À n'en pas douter, le rendement est attrayant. À titre d'illustration, le rendement moyen des obligations 10 ans du gouvernement américain depuis 1900 a été de 4,9 %. Si on raccourcit la période et que l'on part de 1960, c'est davantage autour de 6,7 %. Il y a cependant dans le dernier calcul la fameuse poussée inflationniste des années 1980, laquelle est venue doper les rétributions et ne devrait pas se représenter de sitôt.
Reste le risque du temps.
Heinz sera-t-elle en mesure d'honorer sa dette dans 20 ans ?
Il est vrai que le poids de sa dette est en voie de devenir assez lourd.

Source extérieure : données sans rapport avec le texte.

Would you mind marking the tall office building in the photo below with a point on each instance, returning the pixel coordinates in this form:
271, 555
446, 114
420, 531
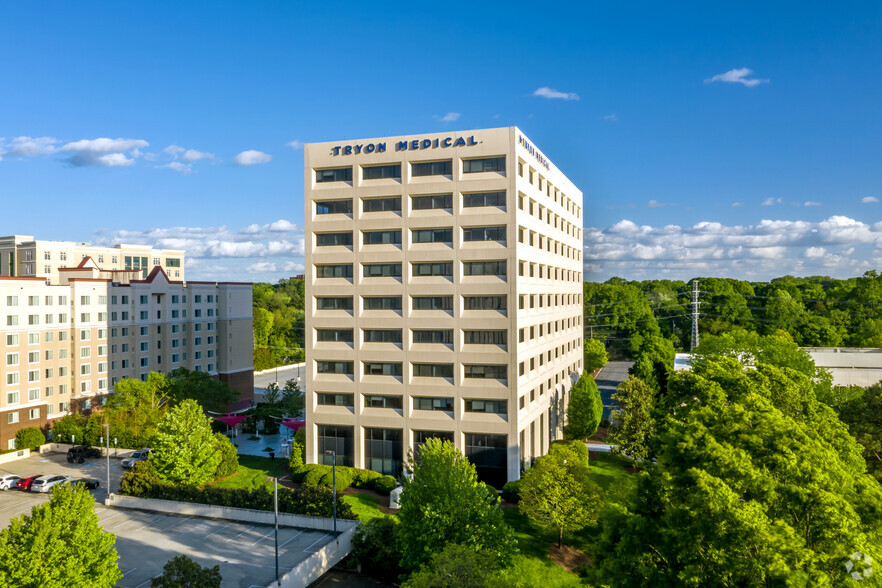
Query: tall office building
443, 298
23, 256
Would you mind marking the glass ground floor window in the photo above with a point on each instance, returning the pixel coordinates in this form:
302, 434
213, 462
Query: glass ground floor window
489, 454
383, 450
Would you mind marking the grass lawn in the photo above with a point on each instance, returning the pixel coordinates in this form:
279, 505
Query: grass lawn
253, 472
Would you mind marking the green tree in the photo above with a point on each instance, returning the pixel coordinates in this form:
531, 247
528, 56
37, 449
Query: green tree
185, 452
557, 491
59, 544
632, 426
595, 355
29, 438
182, 572
443, 502
584, 410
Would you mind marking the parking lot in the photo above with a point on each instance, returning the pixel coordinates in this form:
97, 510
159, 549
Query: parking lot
146, 540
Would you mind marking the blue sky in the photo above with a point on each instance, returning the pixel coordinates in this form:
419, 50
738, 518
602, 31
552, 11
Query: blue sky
730, 139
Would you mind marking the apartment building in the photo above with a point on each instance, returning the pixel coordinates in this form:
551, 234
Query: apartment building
64, 346
443, 298
23, 256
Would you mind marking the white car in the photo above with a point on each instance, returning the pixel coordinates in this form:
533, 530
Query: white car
7, 481
45, 483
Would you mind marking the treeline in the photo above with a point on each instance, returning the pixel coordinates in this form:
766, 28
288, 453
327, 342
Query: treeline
278, 323
816, 311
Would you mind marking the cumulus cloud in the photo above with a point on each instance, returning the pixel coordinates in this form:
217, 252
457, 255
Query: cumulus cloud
551, 93
737, 76
838, 246
103, 152
252, 157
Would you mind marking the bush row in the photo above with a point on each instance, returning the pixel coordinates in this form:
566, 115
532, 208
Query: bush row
309, 500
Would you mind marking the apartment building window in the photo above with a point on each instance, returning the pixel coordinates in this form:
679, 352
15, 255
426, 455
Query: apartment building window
392, 204
494, 337
444, 336
485, 302
378, 172
334, 207
382, 335
494, 372
333, 239
433, 370
484, 268
334, 335
429, 403
432, 302
432, 168
329, 399
477, 199
334, 271
487, 406
382, 302
376, 270
471, 166
484, 234
443, 269
334, 367
434, 201
381, 237
442, 235
382, 369
334, 303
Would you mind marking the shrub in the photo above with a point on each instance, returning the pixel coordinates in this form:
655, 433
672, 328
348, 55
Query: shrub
385, 484
29, 438
511, 492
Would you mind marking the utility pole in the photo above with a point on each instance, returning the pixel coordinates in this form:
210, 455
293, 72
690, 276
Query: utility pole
695, 304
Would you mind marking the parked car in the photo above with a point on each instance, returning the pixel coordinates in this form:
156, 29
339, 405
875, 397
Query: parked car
25, 483
89, 483
80, 453
7, 481
45, 483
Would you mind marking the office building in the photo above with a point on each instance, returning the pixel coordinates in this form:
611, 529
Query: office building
443, 298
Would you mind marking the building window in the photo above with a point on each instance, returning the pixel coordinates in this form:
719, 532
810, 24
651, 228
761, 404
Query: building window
331, 239
484, 234
334, 303
382, 335
382, 237
429, 403
470, 166
433, 370
378, 172
334, 271
432, 168
337, 174
444, 336
483, 199
432, 202
382, 369
334, 207
376, 270
444, 235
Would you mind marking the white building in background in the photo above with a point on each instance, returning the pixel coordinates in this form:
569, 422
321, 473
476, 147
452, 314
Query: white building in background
443, 298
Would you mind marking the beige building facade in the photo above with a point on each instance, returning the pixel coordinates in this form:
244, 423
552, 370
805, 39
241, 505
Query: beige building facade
64, 346
23, 256
443, 298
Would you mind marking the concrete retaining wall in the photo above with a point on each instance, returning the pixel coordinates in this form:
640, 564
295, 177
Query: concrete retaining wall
225, 512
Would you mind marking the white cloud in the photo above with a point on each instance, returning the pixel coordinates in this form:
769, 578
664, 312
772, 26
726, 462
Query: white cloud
551, 93
737, 76
252, 157
103, 152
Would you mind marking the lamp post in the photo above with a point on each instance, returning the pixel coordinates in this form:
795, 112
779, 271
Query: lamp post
333, 454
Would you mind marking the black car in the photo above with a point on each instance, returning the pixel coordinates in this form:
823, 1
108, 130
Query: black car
80, 453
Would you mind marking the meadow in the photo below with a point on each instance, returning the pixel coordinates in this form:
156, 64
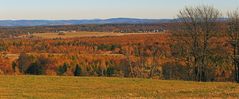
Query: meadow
57, 87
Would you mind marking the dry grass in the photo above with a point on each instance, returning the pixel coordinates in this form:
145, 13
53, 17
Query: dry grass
91, 87
82, 34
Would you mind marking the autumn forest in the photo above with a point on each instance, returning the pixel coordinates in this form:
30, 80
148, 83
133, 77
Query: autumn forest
200, 45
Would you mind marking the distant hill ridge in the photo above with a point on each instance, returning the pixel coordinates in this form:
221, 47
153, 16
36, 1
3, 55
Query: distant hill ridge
78, 22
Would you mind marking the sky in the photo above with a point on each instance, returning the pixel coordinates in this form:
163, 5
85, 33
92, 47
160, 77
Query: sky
103, 9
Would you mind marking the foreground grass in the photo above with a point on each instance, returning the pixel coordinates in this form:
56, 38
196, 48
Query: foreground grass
91, 87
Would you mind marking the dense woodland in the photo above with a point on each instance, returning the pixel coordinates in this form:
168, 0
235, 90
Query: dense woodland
11, 32
198, 47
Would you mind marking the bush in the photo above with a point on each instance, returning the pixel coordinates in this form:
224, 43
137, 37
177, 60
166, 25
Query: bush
77, 71
175, 71
35, 69
62, 69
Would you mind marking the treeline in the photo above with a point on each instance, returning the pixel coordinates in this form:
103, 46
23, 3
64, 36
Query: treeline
119, 28
198, 47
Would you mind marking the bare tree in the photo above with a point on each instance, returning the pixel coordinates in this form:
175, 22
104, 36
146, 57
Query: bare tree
233, 32
195, 28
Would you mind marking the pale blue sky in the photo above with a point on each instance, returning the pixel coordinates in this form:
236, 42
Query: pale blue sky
90, 9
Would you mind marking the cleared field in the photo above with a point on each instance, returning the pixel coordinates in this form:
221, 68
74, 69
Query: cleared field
82, 34
90, 87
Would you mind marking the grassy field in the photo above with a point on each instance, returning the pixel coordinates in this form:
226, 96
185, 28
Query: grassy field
91, 87
82, 34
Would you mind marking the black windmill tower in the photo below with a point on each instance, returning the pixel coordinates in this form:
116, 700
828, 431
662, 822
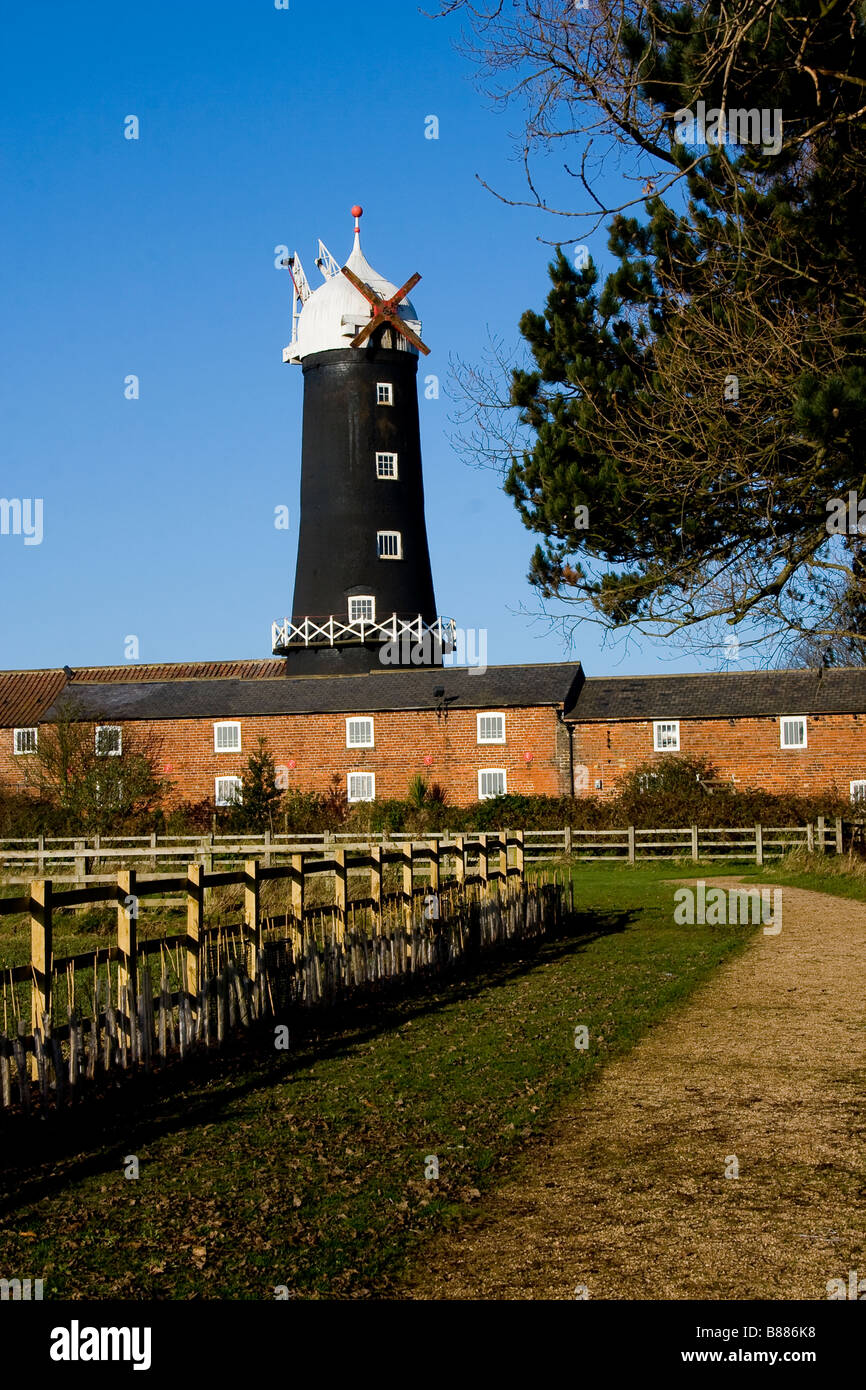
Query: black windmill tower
363, 585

Les agences de notation calculent préliminairement qu'elle pourrait atteindre 5 et même 6 fois le bénéfice avant intérêts, impôts et amortissement (BAIIA). C'est généralement un niveau où les banques ne dorment pas très bien et qui finit par avoir raison de plusieurs entreprises.
Cela dit, la marque Heinz est l'une des plus puissantes dans les pays développés, et la probabilité semble bonne que plusieurs de ses produits se taillent une place enviable dans les pays en émergence. Contrairement à d'autres grandes marques comme Coke ou Pepsi, elle n'en est qu'à ses premiers pas sur ces marchés.
Surtout, il serait étonnant que Buffett mette une pareille somme sur la table et s'attende à la voir fondre. La règle numéro un de son bréviaire sur l'investissement est : ne jamais perdre d'argent. La règle numéro deux : ne jamais oublier la première règle.
Pour l'investisseur canadien, il y a aussi bien entendu un risque de change. Personne ne peut réellement savoir où se situera le dollar canadien par rapport au dollar américain dans 20 ans. Ce risque joue toutefois des deux côtés : il peut y avoir perte ou gain de change. La perte peut toujours être minimisée si notre mode de vie permet d'effectuer des achats aux États-Unis.
Au final, tout dépend de la foi que l'on porte à Warren Buffett et à son jugement. La nôtre est grande.